2)キャリアパス要件Ⅱ:研修の実施等(区分Ⅰ~Ⅴ)
介護職員の研修に関わる要件です。実施する研修内容や頻度、対象者、目的や成果などを明示した具体的な研修計画を策定し、計画に係る研修の実施または機会の確保をする必要があります。また、その研修の実施等に際して、職員が参加を希望する場合は休暇の取得や勤務シフトの調整、費用の援助等を行う必要があります。また、上記についてすべての職員に周知している必要があります。
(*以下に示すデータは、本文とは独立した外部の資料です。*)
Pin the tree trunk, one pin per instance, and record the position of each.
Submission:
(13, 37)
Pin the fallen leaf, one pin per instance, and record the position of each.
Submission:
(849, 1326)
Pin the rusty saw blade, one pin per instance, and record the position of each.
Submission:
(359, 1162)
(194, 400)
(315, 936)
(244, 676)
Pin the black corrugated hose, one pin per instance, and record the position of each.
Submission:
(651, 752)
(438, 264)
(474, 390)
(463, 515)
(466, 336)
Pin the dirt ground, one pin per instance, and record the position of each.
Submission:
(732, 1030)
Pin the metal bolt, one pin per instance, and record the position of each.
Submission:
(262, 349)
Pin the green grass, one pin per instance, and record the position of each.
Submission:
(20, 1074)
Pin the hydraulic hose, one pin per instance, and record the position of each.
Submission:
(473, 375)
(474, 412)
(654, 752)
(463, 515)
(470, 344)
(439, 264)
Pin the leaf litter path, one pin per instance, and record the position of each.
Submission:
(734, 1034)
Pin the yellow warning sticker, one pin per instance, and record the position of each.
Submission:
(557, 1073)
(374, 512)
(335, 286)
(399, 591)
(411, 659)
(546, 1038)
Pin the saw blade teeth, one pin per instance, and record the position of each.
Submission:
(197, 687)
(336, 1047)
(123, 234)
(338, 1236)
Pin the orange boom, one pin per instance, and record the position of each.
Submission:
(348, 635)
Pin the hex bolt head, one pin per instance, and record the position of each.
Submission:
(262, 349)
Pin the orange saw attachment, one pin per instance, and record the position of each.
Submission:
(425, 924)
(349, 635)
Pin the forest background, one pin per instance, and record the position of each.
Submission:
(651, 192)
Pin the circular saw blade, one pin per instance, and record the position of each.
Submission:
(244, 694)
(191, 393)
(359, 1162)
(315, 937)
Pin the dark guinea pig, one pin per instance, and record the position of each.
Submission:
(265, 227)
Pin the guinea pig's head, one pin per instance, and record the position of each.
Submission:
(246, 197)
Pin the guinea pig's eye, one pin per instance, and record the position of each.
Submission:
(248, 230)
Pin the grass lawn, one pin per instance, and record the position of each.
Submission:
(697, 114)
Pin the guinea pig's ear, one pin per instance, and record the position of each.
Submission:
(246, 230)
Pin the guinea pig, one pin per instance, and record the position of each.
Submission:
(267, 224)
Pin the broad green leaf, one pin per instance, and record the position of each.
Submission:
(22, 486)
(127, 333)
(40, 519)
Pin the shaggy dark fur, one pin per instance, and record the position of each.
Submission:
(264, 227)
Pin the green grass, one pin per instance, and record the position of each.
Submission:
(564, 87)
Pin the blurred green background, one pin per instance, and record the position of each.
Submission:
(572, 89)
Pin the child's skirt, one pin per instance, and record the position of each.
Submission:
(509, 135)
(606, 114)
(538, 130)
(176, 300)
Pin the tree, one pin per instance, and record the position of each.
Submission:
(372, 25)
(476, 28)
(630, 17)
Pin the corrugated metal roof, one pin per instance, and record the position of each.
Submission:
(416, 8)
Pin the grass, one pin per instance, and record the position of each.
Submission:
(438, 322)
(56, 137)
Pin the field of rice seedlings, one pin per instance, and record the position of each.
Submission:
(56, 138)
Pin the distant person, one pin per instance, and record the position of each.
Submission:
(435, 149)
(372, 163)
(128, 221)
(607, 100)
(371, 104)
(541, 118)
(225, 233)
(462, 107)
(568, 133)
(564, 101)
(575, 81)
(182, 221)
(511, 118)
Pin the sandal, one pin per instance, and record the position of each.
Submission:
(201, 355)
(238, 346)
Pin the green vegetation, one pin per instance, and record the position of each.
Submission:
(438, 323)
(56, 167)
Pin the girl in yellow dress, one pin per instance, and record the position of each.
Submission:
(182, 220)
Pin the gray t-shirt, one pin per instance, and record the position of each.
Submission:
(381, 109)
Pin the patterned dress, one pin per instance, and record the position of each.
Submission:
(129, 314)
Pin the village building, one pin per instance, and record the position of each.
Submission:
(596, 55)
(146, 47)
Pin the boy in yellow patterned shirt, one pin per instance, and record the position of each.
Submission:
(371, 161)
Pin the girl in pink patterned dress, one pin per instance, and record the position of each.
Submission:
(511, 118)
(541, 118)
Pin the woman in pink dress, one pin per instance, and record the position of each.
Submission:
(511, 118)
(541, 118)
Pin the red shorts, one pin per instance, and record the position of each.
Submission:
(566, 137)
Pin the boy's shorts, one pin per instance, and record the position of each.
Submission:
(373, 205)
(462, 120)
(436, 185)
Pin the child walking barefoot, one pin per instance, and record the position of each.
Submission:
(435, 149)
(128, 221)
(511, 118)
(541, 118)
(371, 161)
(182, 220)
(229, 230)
3)キャリアパス要件Ⅲ:昇給制度の整備(区分Ⅰ~Ⅲ)
「経験年数」や「勤続年数」に応じた昇給の仕組み「介護福祉士」や「実務者研修修了者」などの資格取得や保有に応じた昇給の仕組み「人事評価」や「試験結果」などの一定の基準に基づいた昇給の定期判定の仕組みのいずれかを整備する必要があります。また、上記についてすべての職員に対して周知していることも必要です。要件Ⅰが職位ごとのキャリアパス要件を明文化する仕組みづくりであるのに対し、要件Ⅲは経験や評価に応じたキャリアアップの運用体制が整備されていることが要件となります。

※平成29年1月30日 厚生労働省老健局振興課・老人保健課「介護保険最新情報vol.580『平成29年度介護報酬改定による介護職員 処遇改善加算の拡充について』」より

4)キャリアパス要件Ⅳ:改善後の賃金額(区分Ⅰ・Ⅱ)
経験や技能のある介護職員のうち1人以上は、賃金改善後の年間賃金額が440万円以上の見込みであることとされています。なお、経験や技能のある職員とは、一般的には介護福祉士有資格者で勤続10年程度の職員を想定しています。また、小規模事業所などで加算額全体が少額である場合には、年額440万円以上の条件が免除されます。

5)キャリアパス要件Ⅴ:介護福祉士等の設置(区分Ⅰ)
介護福祉士のような福祉専門職員を、サービス類型ごとに一定割合以上配置することを求める要件です。具体的には訪問介護の場合は介護福祉士を30%以上となります。

今回のコラムでは、介護職員等処遇改善加算の要件のひとつである、キャリアパス要件について詳しく解説していきました。次回のコラムでは、月額賃金改善要件について解説していきます。制度の内容や活用に際して必要となる要件は非常に細かく複雑であるため、制度の理解や活用にあたっては人事労務分野に精通した専門家にアドバイスを求めるとよいでしょう。